NEW YORK – New research has unearthed organ-specific aging markers from within blood plasma that can highlight individuals with faster-than-usual aging in one or more organs.
"Our study introduces a framework for modeling organ health and biological aging using plasma proteomics," senior and corresponding author Tony Wyss-Coray, a neurology and neurological sciences researcher at Stanford University and director of the Phil and Penny Knight Initiative for Brain Resilience, and his colleagues wrote in Nature on Wednesday. "The resulting organ aging models can predict mortality, organ-specific functional decline, disease risk and progression, and aging heterogeneity between tissues."
Starting with RNA sequencing profiles found in Genotype-Tissue Expression (GTEx) project data, the investigators focused in on 4,979 proteins for subsequent testing in blood samples from 1,398 healthy control participants from the Knight Alzheimer's Disease Research Center study. With SomaLogic's DNA aptamer-based SomaScan assay, they found that 893 of those proteins appeared to have higher-than-usual expression in specific organs.
From there, they turned to machine learning models to estimate overall biological aging and aging across 11 organs in 5,676 individuals enrolled in five prior studies, putting together a set of software tools dubbed "organage" to assess organ age based on SomaScan assay-based plasma proteome profiles.
The proteomics-based approach "allows us to estimate the biological age of all major organs in living people," Wyss-Coray explained in an email.
"Because we measure known proteins, we can find out what their function is in the aging of organs," he added, "and potentially develop new drugs that slow the aging of specific organs to prevent organ-specific disease."
Consistent with past findings in animal models, the researchers found that different organs within the same individual sometimes showed distinct aging rates, potentially reflecting genetic, environmental, and lifestyle interactions with organ-specific impacts.
In particular, the authors saw accelerated organ aging in more than 18 percent of participants profiled. But only 1.7 percent of individuals showed signs of faster-than-usual aging in two or more organs, suggesting "organ age gaps may capture unique aging information, which may have implications for organ-specific biological aging and diseases of aging."
When the team then analyzed available disease diagnostic data for two of the cohorts considered, it found that cases of accelerated organ aging appeared to coincide with the prevalence of disease in related organs.
For example, in individuals who appeared to have accelerated kidney aging, the investigators saw higher-than-usual rates of diabetes, hypertension, hypercholesterolemia, and obesity. Likewise, they noted that markers linked to kidney aging tended to include proteins expressed in cell types previously implicated in kidney biology or kidney features.
Meanwhile, "heart agers," who had altered blood levels of age-related proteins expressed mainly in cardiomyocyte cells, were more prone to heart attack and atrial fibrillation. Accelerated muscle aging features tended to turn up in individuals with gait issues.
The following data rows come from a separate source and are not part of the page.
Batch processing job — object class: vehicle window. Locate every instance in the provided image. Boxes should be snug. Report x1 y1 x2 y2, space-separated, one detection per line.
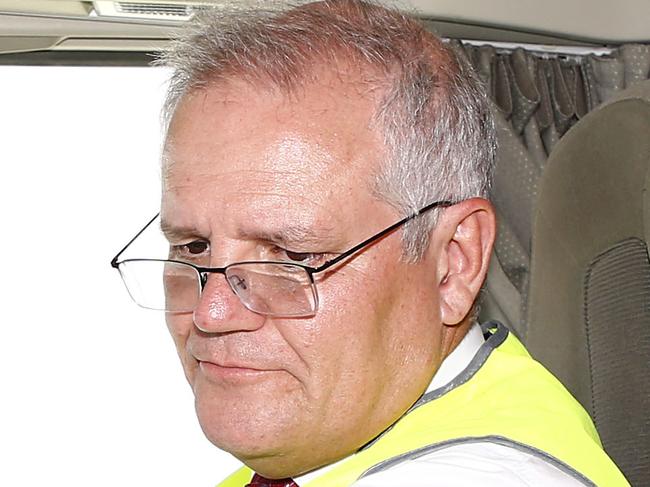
0 66 235 486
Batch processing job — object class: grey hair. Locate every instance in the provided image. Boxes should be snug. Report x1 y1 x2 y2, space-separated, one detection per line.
159 0 495 261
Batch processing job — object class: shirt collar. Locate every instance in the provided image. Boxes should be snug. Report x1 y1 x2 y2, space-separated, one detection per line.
294 323 485 485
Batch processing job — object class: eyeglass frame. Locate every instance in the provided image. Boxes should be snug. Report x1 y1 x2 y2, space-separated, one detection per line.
111 200 455 314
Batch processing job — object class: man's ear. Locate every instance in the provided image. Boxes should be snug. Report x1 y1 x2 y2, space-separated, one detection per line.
433 198 496 325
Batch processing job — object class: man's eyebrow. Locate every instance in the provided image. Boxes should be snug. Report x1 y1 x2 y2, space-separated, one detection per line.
160 220 198 242
238 225 336 245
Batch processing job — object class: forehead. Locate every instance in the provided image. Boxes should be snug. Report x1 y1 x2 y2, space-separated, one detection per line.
163 77 384 231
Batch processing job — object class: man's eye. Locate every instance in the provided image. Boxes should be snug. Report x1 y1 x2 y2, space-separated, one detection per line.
275 247 325 266
174 240 208 255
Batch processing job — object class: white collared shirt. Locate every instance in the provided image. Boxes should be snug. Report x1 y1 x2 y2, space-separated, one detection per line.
295 325 584 487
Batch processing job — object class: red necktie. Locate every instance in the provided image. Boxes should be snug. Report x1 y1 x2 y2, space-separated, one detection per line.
245 474 299 487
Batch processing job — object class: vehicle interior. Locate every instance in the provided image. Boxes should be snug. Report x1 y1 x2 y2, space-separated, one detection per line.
0 0 650 486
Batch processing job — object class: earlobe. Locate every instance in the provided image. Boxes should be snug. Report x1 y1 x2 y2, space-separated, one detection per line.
436 198 496 325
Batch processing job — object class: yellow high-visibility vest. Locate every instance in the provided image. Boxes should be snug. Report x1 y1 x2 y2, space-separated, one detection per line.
218 324 630 487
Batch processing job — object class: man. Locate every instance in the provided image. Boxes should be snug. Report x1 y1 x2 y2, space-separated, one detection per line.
114 0 627 487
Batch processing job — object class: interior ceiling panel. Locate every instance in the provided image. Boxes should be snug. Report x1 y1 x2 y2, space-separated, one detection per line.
0 0 650 62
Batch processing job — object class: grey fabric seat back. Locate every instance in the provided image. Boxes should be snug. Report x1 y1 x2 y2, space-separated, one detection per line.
525 82 650 486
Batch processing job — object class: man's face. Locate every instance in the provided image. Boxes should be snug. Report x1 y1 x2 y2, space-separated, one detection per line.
162 77 441 476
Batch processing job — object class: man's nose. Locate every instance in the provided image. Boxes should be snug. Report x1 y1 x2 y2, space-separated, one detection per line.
194 274 265 333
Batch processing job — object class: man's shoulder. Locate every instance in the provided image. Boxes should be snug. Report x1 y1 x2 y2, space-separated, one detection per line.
354 441 585 487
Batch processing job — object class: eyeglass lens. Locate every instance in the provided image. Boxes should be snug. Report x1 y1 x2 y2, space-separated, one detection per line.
120 260 318 317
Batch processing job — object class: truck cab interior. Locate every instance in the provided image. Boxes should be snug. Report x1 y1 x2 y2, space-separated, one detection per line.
0 0 650 486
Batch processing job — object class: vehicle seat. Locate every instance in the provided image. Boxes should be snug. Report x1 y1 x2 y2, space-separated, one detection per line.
525 81 650 486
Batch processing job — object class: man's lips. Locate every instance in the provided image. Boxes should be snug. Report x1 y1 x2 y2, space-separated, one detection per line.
198 360 281 383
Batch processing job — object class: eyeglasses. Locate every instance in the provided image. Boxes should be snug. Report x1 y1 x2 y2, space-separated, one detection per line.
111 201 453 318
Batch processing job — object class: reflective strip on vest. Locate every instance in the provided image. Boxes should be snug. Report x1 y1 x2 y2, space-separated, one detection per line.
218 323 630 487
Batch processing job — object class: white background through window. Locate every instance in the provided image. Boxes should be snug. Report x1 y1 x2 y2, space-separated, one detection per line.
0 67 237 487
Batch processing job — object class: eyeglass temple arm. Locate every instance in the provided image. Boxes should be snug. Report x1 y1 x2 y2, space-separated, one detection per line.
111 213 160 268
309 201 454 274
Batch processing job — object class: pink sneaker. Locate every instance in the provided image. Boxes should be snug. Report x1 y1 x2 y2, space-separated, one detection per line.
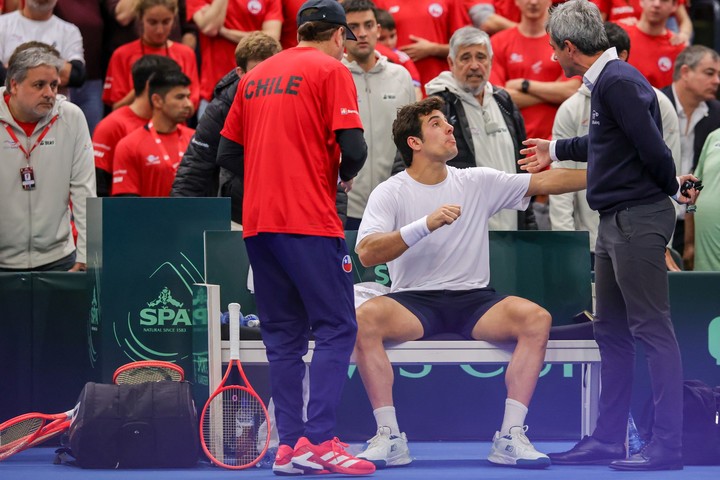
292 437 375 475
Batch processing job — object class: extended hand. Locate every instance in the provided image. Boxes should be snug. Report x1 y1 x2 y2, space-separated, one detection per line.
427 205 460 232
518 138 552 173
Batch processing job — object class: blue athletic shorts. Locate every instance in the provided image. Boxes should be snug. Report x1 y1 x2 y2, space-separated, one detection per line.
386 287 507 340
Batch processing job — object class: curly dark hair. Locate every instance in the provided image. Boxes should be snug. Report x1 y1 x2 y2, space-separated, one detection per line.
393 97 445 167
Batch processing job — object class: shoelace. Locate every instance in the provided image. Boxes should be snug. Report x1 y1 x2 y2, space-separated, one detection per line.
366 427 390 445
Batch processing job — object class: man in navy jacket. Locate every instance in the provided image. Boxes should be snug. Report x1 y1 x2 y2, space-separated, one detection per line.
519 0 697 470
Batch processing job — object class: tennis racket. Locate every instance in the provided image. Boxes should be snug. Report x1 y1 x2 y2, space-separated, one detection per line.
113 360 185 385
0 410 75 461
200 303 270 470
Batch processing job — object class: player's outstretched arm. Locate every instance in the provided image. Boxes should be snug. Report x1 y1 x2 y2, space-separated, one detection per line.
525 168 587 197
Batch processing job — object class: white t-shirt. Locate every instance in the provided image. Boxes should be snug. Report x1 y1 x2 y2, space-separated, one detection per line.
357 167 531 292
0 10 85 67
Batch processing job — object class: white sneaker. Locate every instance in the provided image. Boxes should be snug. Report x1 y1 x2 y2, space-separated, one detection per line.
488 425 550 468
357 427 412 468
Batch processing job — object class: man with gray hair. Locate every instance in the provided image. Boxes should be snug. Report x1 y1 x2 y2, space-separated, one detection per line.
0 42 95 271
520 0 697 470
662 45 720 264
425 27 537 230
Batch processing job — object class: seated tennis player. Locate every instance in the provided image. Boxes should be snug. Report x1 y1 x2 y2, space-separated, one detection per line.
355 97 586 468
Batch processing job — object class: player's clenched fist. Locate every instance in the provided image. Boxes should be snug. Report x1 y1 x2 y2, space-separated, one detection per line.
427 205 460 232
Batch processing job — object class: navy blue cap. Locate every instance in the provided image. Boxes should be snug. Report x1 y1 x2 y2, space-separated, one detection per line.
297 0 357 40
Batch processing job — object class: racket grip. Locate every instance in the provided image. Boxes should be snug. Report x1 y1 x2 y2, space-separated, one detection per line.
228 303 242 359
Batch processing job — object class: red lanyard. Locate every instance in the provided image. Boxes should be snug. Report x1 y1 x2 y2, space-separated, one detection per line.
3 115 58 165
148 122 185 168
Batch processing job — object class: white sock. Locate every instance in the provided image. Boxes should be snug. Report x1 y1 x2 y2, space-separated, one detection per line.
500 398 527 435
373 406 400 435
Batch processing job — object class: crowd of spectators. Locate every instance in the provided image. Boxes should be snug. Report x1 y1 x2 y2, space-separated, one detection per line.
0 0 720 269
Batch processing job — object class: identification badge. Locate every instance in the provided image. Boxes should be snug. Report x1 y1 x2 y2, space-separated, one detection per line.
20 165 35 190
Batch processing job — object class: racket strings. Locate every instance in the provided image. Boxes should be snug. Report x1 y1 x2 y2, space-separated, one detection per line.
203 388 265 466
115 366 182 385
0 417 45 448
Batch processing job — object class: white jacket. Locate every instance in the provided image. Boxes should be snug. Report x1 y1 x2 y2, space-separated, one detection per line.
0 87 95 269
342 52 415 218
550 85 680 252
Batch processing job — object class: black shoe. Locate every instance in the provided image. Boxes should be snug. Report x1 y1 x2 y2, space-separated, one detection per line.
610 442 683 471
548 435 625 465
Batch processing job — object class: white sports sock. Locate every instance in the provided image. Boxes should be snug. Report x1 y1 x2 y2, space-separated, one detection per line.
373 406 400 435
500 398 527 435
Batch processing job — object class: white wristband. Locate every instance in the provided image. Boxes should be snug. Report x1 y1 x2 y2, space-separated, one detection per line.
400 215 430 247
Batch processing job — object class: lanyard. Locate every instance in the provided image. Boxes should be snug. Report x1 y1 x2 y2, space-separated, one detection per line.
3 115 58 165
148 122 185 168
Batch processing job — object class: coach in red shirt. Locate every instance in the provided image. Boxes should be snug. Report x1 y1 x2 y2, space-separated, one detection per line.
112 71 195 197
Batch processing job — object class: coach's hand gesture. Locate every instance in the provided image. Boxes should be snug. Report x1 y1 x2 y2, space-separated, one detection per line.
518 138 552 173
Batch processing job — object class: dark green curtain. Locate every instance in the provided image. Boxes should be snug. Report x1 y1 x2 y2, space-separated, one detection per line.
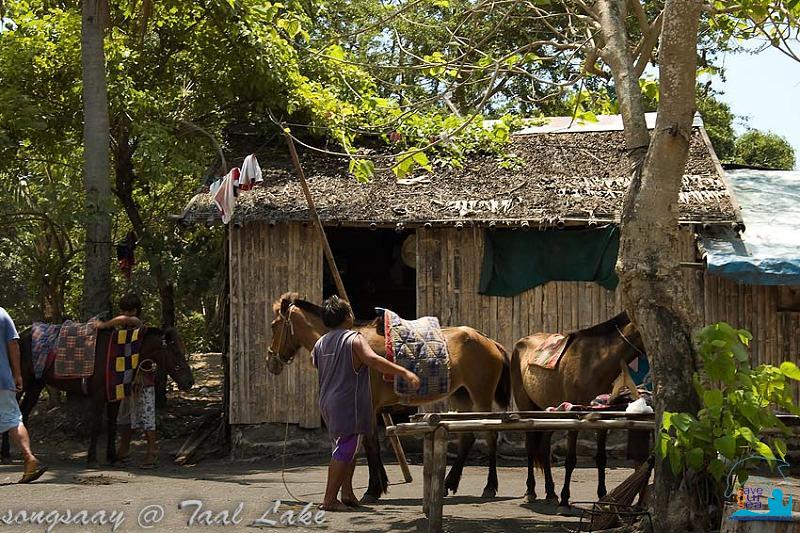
479 226 619 296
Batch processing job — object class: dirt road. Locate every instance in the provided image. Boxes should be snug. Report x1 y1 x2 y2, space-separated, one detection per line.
0 454 631 533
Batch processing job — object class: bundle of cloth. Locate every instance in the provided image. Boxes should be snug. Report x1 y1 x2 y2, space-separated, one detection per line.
546 387 653 413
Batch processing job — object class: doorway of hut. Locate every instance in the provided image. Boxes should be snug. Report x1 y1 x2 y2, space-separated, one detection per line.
322 227 417 320
322 227 417 426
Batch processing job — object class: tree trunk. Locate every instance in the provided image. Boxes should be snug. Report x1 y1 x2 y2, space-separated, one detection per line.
81 0 111 317
598 0 708 531
114 119 176 407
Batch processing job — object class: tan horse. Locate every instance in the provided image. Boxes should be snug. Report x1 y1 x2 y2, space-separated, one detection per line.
511 312 649 511
268 293 511 502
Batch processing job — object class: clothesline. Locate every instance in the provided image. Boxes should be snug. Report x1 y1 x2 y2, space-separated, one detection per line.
209 154 264 224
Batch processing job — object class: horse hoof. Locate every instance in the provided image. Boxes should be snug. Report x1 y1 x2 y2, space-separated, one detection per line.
359 494 379 505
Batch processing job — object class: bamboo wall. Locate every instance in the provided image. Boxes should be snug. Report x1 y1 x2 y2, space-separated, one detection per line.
229 222 322 428
230 223 800 428
417 228 800 398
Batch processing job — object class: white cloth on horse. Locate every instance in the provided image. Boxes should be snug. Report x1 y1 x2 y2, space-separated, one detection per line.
239 154 264 191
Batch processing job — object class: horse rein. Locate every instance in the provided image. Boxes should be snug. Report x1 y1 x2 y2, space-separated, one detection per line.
267 304 294 364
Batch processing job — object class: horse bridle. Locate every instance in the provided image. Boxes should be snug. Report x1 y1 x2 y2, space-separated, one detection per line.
267 304 295 365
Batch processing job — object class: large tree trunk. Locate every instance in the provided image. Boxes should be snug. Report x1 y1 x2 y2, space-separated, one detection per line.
114 119 176 406
114 123 176 328
81 0 111 316
598 0 707 531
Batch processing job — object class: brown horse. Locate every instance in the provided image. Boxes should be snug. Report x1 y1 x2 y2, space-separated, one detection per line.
511 312 644 512
3 328 194 466
268 293 511 502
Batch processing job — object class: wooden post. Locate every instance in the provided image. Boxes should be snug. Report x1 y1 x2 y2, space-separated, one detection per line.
382 413 414 483
422 433 433 517
428 427 448 533
283 127 412 483
283 128 350 302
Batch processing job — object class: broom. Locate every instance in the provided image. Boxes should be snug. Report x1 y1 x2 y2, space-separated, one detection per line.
592 455 655 530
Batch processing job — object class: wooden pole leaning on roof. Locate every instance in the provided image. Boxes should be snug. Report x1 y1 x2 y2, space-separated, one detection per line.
283 127 413 483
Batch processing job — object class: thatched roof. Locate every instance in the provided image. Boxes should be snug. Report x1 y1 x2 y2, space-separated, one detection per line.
182 117 739 226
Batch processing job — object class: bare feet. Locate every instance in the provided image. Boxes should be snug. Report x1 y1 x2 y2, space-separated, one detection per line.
319 500 351 513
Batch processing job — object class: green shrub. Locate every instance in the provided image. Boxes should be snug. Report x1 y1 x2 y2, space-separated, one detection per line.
656 322 800 489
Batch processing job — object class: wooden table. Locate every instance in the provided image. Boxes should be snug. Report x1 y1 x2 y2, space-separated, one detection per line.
386 411 655 533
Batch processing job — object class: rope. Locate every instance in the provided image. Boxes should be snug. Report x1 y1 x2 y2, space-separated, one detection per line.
281 422 303 503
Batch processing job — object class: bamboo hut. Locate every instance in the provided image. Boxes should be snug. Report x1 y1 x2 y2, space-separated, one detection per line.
181 116 800 428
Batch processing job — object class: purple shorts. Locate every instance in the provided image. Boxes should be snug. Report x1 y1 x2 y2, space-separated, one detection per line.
331 433 361 463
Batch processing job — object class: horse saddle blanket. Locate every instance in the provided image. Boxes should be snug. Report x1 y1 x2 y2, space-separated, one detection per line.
379 309 450 396
106 328 144 402
53 321 97 379
531 333 569 370
31 322 61 379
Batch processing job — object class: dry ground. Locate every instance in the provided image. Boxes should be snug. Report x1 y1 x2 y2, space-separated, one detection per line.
0 460 644 533
0 355 800 533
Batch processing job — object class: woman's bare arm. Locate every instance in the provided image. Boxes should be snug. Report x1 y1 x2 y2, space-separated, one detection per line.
353 335 420 390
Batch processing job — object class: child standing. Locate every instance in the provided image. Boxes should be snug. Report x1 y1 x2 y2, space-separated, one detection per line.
96 293 158 468
311 296 420 511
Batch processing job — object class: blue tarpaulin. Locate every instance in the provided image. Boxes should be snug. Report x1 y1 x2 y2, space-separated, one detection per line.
701 169 800 285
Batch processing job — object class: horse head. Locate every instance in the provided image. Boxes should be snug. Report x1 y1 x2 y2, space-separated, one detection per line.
612 311 647 362
267 292 302 374
142 328 194 391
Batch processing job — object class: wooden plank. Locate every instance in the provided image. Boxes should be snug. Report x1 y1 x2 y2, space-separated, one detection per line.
228 228 242 424
764 286 783 366
422 433 433 517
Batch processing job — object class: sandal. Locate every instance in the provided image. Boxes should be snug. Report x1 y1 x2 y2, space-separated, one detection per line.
111 454 131 466
17 463 47 483
139 457 158 470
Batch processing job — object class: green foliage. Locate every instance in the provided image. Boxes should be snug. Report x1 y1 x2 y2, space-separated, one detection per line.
735 130 796 170
656 322 800 487
697 94 736 162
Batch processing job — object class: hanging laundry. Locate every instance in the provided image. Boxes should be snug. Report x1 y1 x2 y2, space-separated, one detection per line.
239 154 264 191
211 168 239 224
228 167 241 196
117 231 136 279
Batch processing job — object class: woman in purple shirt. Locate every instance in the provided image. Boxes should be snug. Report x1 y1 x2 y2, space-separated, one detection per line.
311 296 420 511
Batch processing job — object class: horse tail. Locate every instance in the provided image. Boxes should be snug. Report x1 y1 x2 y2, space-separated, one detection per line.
493 341 511 409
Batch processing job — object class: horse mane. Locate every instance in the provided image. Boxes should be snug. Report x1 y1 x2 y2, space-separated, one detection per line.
572 311 631 337
272 292 377 327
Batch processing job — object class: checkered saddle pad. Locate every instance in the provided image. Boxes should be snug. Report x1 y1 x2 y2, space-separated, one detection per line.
53 321 97 379
382 309 450 396
31 322 61 379
106 328 144 402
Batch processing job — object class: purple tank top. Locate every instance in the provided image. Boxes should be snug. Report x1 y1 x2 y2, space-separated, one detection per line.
312 329 374 438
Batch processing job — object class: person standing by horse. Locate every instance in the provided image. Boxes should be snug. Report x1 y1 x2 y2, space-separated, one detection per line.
96 293 158 468
0 307 47 483
311 296 420 511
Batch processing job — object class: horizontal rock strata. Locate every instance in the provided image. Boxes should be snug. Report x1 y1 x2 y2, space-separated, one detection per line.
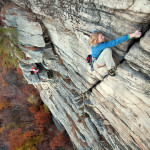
3 0 150 150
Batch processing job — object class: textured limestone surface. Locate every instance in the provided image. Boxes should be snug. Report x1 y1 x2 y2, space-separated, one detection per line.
4 0 150 150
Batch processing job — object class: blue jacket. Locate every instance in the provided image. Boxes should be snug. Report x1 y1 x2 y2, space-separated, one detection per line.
92 35 130 58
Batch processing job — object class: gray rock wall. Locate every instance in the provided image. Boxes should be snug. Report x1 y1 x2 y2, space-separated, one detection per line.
2 0 150 150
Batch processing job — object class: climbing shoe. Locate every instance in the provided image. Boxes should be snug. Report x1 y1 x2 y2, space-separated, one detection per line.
108 69 115 76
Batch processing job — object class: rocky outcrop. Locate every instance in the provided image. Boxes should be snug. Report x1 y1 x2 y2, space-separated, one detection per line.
2 0 150 150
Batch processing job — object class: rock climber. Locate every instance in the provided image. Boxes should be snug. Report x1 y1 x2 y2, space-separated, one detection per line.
32 65 41 79
89 30 142 76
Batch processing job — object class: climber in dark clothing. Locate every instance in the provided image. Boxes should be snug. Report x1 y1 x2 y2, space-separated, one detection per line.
89 30 142 76
32 66 41 79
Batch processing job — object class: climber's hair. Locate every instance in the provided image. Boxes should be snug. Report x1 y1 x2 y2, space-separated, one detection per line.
89 32 102 47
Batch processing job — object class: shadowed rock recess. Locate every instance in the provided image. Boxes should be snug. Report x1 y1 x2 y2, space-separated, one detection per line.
3 0 150 150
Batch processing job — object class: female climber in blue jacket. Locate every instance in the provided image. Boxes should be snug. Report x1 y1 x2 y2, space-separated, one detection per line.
89 30 141 76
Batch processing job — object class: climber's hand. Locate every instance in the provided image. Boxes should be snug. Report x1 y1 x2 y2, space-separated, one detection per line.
130 30 142 38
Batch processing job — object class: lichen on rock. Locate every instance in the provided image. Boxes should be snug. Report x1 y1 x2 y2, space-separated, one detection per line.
2 0 150 150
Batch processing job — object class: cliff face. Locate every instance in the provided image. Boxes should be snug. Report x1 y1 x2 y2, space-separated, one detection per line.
3 0 150 150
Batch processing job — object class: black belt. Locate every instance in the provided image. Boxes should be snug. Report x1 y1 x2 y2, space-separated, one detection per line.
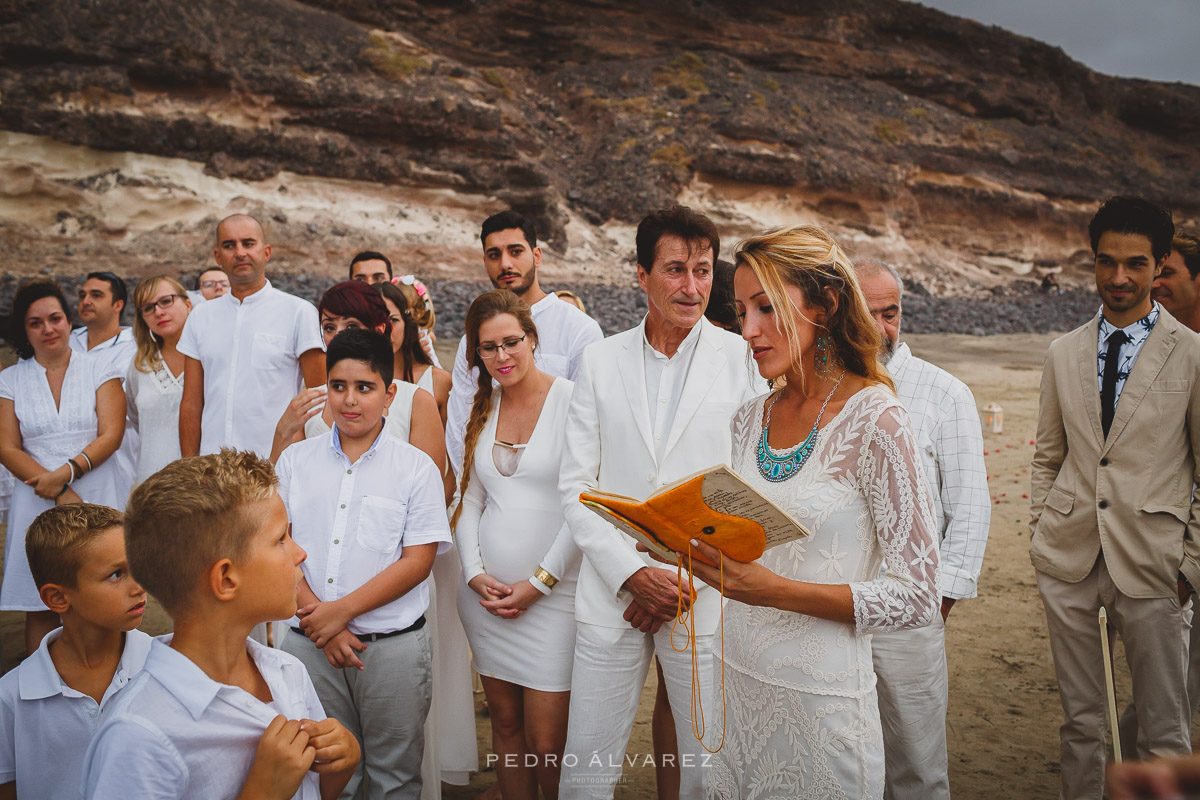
292 614 425 642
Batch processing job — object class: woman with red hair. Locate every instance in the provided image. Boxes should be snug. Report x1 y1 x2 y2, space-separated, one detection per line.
271 281 445 471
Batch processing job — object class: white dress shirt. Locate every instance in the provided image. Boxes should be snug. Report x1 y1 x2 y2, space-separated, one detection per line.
446 294 604 475
887 344 991 600
642 321 700 464
178 281 325 458
275 425 451 634
68 325 138 381
81 637 325 800
0 627 152 800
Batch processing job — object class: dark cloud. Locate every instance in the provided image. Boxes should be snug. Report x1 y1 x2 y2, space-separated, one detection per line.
920 0 1200 85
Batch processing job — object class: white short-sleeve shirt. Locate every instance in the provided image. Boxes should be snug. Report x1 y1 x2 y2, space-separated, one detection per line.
83 637 325 800
446 294 604 475
0 627 152 798
179 281 325 458
275 426 451 634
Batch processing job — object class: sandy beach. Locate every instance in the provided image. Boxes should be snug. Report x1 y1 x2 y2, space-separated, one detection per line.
0 335 1180 800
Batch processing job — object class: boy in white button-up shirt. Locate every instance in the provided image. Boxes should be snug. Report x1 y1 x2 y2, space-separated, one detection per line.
83 450 359 800
0 503 150 799
276 329 451 800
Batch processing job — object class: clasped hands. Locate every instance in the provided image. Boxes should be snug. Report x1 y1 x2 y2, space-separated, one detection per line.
467 572 541 619
239 716 362 798
296 600 367 670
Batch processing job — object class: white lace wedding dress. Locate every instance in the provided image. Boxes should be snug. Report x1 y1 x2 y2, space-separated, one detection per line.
706 386 940 800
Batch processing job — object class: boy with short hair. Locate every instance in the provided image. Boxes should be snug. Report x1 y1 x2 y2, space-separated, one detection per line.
84 450 359 800
0 503 151 799
276 329 451 799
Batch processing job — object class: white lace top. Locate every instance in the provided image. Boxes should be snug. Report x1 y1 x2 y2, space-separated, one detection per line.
125 363 184 483
725 386 940 696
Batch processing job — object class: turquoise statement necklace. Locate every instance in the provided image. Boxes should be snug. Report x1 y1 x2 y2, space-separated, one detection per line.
755 369 846 483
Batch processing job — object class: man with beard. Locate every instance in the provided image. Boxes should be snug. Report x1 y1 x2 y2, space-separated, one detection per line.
1030 197 1200 800
1150 233 1200 331
854 260 991 800
446 211 604 475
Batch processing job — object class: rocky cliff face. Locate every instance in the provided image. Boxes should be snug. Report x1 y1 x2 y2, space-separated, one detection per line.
0 0 1200 294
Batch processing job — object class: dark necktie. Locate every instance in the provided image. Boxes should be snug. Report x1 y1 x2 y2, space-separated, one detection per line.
1100 331 1129 439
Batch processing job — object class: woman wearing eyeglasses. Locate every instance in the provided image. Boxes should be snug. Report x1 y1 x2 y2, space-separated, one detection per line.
451 290 580 800
125 275 192 483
Brain aging was linked to cognitive decline and faster aging of both the brain and vascular system and appeared to predict Alzheimer's disease, the team explained, though mortality was broadly affected by increased organ aging rates: Accelerated aging in 10 of the organs profiled was linked to a 20 percent to 50 percent boost in all-cause mortality in a longitudinal study known as LonGenity that began at the Albert Einstein College of Medicine in 2008.
If and when the protein marker approach is validated in much larger cohort studies, Wyss-Coray noted organ aging measurements may offer views of organ health and responses to everything from different treatment approaches to lifestyle interventions such as exercise, while pointing to potential drug targets that have been overlooked in the past.
In addition, the authors noted that the "rapidly growing number of human gene expression maps at single-cell resolution will help further refine organ and cell-type specific aging models and allow for a comprehensive understanding of organismal physiology based on the plasma proteome."